Cost is part of the appeal of cloud computing as organizations lease services based on scale pricing rather than owning and operating IT assets on their own. While the efficiencies of large scale IT operations are undeniable, current IT financial management practices pervert that savings and actually make it cheaper to a business unit to build, own and operate IT solutions.
How is this possible?
Well it all depends on your point of view and how you look at IT finance.
The IT financial management regime in place in many companies work something like this:
- Capital investment in IT is determined at the enterprise level where they allocate enterprise funds for IT. A business unit may have to prioritize its own capital before it is allocated, but it does not have the option to skip investment in order to inflate earnings
- Capital expenditures are recouped by depreciation charges to the business unit. So it comes out of the business unit budget not as expense but as depreciation.
- The same business unit leaders are measured and receive bonuses based on their EBITDA performance. EBITDA stands for earnings before interest, taxes, depreciation and amortization.
Under such a regime, traditional IT projects are essentially free to the business unit leader. Free in the sense that CAPEX is allocated at the enterprise level and therefore are not spending real money, from the BU perspective of course. Free in the sense that depreciation charges for that CAPEX do not count against their performance bonus because they are below the EBITDA line.
Compare that to a cloud based services model. True there is no capital expenditure. But there is also no depreciation. That means that the cost of cloud services comes out of the business units sales and operating expense which is ABOVE the EBITDA line. In this context cloud services cost real money to the BU because it has an impact on their performance and performance bonus.
There are some ways to get over this hurdle.
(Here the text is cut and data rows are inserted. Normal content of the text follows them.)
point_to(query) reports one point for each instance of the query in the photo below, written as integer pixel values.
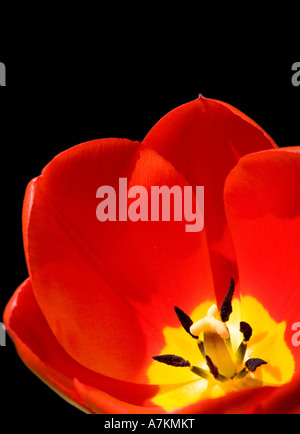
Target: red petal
(41, 352)
(204, 139)
(263, 210)
(285, 400)
(100, 402)
(108, 289)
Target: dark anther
(212, 368)
(252, 364)
(171, 360)
(246, 329)
(185, 321)
(226, 307)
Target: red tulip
(99, 301)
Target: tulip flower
(124, 316)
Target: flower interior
(229, 353)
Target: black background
(62, 94)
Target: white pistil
(210, 324)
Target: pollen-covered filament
(210, 324)
(214, 342)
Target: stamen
(200, 372)
(212, 368)
(246, 329)
(185, 321)
(210, 324)
(252, 364)
(170, 359)
(226, 308)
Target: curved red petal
(285, 400)
(263, 210)
(108, 289)
(41, 352)
(204, 139)
(100, 402)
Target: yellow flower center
(223, 356)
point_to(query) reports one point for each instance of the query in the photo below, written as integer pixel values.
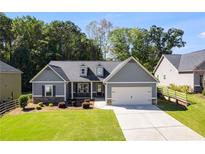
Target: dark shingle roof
(5, 68)
(187, 62)
(71, 69)
(60, 72)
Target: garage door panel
(131, 95)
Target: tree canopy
(29, 44)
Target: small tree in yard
(23, 101)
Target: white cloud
(202, 35)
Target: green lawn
(74, 125)
(193, 117)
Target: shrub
(86, 105)
(183, 88)
(62, 105)
(50, 104)
(40, 104)
(203, 92)
(23, 101)
(38, 107)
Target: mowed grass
(72, 125)
(193, 117)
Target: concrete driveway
(148, 122)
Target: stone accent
(48, 99)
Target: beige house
(10, 82)
(182, 69)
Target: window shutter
(43, 90)
(54, 90)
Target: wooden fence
(179, 97)
(8, 106)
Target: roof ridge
(202, 50)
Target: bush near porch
(193, 116)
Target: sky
(193, 24)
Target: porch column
(71, 90)
(105, 92)
(65, 91)
(91, 90)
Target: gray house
(119, 83)
(10, 82)
(182, 69)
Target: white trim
(91, 90)
(106, 92)
(37, 96)
(43, 70)
(11, 72)
(127, 82)
(71, 90)
(51, 90)
(58, 96)
(48, 96)
(123, 64)
(156, 67)
(48, 82)
(65, 91)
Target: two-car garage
(131, 95)
(130, 84)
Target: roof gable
(130, 70)
(48, 73)
(72, 69)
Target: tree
(145, 45)
(99, 32)
(164, 42)
(6, 38)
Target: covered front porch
(81, 90)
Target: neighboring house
(126, 82)
(182, 69)
(10, 82)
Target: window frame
(82, 85)
(51, 86)
(164, 77)
(97, 73)
(83, 71)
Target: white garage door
(131, 95)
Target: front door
(99, 89)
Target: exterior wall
(75, 94)
(10, 85)
(110, 86)
(172, 75)
(37, 88)
(48, 99)
(197, 86)
(48, 75)
(131, 72)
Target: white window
(83, 71)
(99, 88)
(99, 71)
(83, 88)
(164, 77)
(48, 90)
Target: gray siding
(153, 85)
(131, 72)
(37, 88)
(48, 75)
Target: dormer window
(99, 70)
(83, 70)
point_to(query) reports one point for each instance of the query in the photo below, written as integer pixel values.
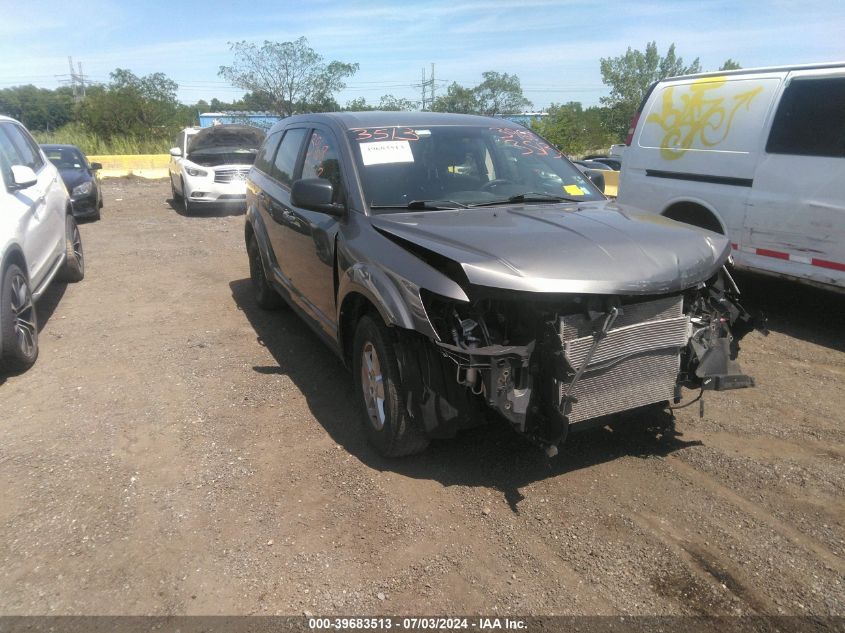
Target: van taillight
(630, 138)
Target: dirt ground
(176, 450)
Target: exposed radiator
(230, 175)
(636, 364)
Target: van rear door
(795, 219)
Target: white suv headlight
(83, 189)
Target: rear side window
(264, 160)
(810, 120)
(286, 157)
(28, 150)
(9, 154)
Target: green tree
(359, 104)
(500, 93)
(389, 102)
(457, 99)
(291, 76)
(142, 107)
(573, 129)
(629, 77)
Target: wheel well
(355, 305)
(248, 232)
(695, 214)
(15, 256)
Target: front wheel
(187, 206)
(386, 421)
(18, 322)
(74, 266)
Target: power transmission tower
(76, 80)
(427, 84)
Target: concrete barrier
(142, 165)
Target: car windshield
(455, 166)
(65, 157)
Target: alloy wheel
(23, 314)
(372, 385)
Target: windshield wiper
(528, 196)
(430, 205)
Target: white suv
(210, 165)
(39, 241)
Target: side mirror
(315, 194)
(597, 178)
(23, 177)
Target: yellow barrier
(143, 165)
(611, 182)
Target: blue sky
(554, 46)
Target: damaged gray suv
(461, 266)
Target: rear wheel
(18, 322)
(74, 267)
(263, 293)
(386, 421)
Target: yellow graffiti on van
(703, 117)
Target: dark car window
(321, 161)
(9, 154)
(264, 160)
(285, 163)
(65, 158)
(27, 148)
(810, 120)
(465, 164)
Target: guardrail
(142, 165)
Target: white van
(758, 155)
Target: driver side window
(321, 161)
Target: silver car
(39, 241)
(461, 265)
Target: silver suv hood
(596, 248)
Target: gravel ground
(176, 450)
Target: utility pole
(72, 78)
(82, 79)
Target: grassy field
(74, 134)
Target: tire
(187, 207)
(18, 322)
(386, 422)
(174, 195)
(73, 269)
(263, 293)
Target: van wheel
(18, 322)
(74, 266)
(386, 422)
(695, 215)
(263, 293)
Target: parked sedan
(461, 265)
(80, 179)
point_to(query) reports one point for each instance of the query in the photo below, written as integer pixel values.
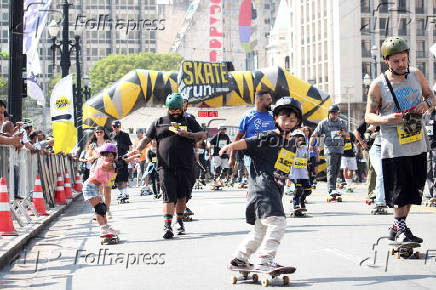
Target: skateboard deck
(334, 197)
(300, 212)
(109, 239)
(245, 273)
(405, 250)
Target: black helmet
(291, 103)
(334, 108)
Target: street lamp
(86, 87)
(366, 82)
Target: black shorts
(404, 179)
(175, 183)
(122, 172)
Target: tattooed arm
(373, 105)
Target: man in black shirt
(220, 163)
(122, 140)
(175, 135)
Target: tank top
(409, 94)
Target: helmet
(108, 147)
(291, 103)
(297, 133)
(116, 124)
(334, 108)
(393, 45)
(174, 101)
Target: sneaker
(168, 232)
(237, 263)
(267, 266)
(406, 236)
(181, 230)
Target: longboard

The company could expense their entire IT investment and operating budget to remove this distortion. This is called going from accrual to a more cash based accounting approach. Many companies already do this now. However, expensing IT, particularly large transformation initiates can distort earnings as the company invests current dollars ahead of future expected benefits.
Another approach is to move IT onto a cost accounting style of financial management. Activity based costing and other techniques raise the transparency of IT costs, their Allocations and the like This is a tact being taken at a number of companies where that have business based CIOs who are frustrated by IT’s in ability to understand their cost structure, cost drivers or manage from a cost basis.
These approaches recognize that current CAPEX/OPEX/Accrual based approaches to managing IT finances are running out of steam. They worked well when IT’s primary job was to build out the company’s technology base. Now that that base is laid and new service based models are available, its time to upgrade IT financial management to reflect actual costs and not those distorted by accounting.
Otherwise we can easily make decisions based on perfectly inaccurate financial information — such as the cloud point made in this post.